As their way of life increasingly came under attack, Patricia was called back to Sarayaku “to assume a role in the defense of [her] people”:
From then on, I never went back. And little by little, as I started appearing with leaders in the media, that’s when a number of my brothers, of my compañeros, of the people who were out in front, began facing lawsuits and arrest warrants. And so someone had to assume the position of the leaders who were being intimidated, and who were prevented from going to the city and issuing denouncements.
Patricia was named to the Governing Council of Sarayaku and dedicated herself to not only protecting the Yasuní but also expanding the role and visibility of indigenous women. In 2010 she testified at a hearing of the Inter-American Court of Human Rights along with other Sarayaku residents and members of other indigenous tribes, condemning the Ecuadoran government’s actions as both unconstitutional and against international law.
“The court states that in the case of big projects that may affect the lives and integrity of the peoples living in the area, their consent is required,” Patricia later explained:
Any oil project … or exploitation of the Yasuní is a mega project; it isn’t a small project. When that project clearly affects life [in] the indigenous territories, consultation is compulsory; but more than that, consent is compulsory. In that sense, there is nowhere [for the government] to hide in [terms of] international rights. The Constitution of Ecuador, in terms of human rights, is supranational … And that’s why we are saying that what they are doing is unconstitutional, illegal, and it shouldn’t be allowed. …

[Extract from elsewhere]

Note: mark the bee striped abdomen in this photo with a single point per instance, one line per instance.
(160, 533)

All of what they are doing is illegal. But in the case of isolated peoples, it’s much worse, because there can be genocide; and that would be a matter not only for the Inter-American Court, [but also] for the Hague Court, even though there is no [previous] similar experience. [The government and the oil company’s security forces] are disappearing peoples. That is prohibited by international law, by the constitution — that is, there’s no way around it. And the world is watching how this is occurring in this country.

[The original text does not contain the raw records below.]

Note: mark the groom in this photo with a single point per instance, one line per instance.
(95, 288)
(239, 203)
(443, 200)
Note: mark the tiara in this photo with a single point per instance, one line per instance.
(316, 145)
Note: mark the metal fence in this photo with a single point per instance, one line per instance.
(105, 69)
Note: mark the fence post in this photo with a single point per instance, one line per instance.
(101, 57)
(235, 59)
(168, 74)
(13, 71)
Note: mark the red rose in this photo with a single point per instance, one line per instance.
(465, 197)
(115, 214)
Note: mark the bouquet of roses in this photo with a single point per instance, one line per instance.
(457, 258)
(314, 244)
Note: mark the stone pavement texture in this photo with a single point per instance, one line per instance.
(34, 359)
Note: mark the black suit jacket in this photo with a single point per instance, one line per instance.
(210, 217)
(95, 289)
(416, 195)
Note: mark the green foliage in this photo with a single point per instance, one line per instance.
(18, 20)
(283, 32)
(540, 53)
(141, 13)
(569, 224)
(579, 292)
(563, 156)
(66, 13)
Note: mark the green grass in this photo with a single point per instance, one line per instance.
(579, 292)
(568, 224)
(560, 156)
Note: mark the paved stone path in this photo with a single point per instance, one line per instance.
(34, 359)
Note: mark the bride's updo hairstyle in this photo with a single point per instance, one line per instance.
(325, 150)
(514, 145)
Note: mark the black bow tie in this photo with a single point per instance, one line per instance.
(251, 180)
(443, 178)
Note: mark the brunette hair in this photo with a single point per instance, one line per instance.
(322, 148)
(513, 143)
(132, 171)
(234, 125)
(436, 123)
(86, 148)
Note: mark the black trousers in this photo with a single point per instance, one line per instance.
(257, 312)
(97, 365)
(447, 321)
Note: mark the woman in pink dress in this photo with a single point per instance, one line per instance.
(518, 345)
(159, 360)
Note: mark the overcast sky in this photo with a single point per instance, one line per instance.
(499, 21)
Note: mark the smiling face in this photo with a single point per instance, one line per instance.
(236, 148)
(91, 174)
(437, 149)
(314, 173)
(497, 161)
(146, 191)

In 2012 the Inter-American Court ruled in favor of Sarayaku, making mandatory the consultation and consent of indigenous people prior to projects in their territories. It also ruled that the government of Ecuador must pay reparations to the people of Sarayaku for the damage done to their lands and the health risks caused by oil exploration in the area, including the removal of 1.4 tons of explosive materials left on their lands. Nonetheless, President Rafael Correa and the Ecuadoran government have done little to address the court’s ruling; and so for Patricia, the struggle continues.
In a 2014 essay titled “Why I March,” she writes:
This isn’t just the fight of indigenous peoples or Sarayaku. It’s the fight of everyone, because the air we all breathe doesn’t have borders. Water doesn’t have borders. While we humans place political borders, the Earth is a unified entity. And the consequences of pollution are affecting everyone.
Honoring Patricia — as well as the planet that gave us life, and the indigenous peoples who are the Americas’ original and enduring caretakers — is how we celebrate our heritage.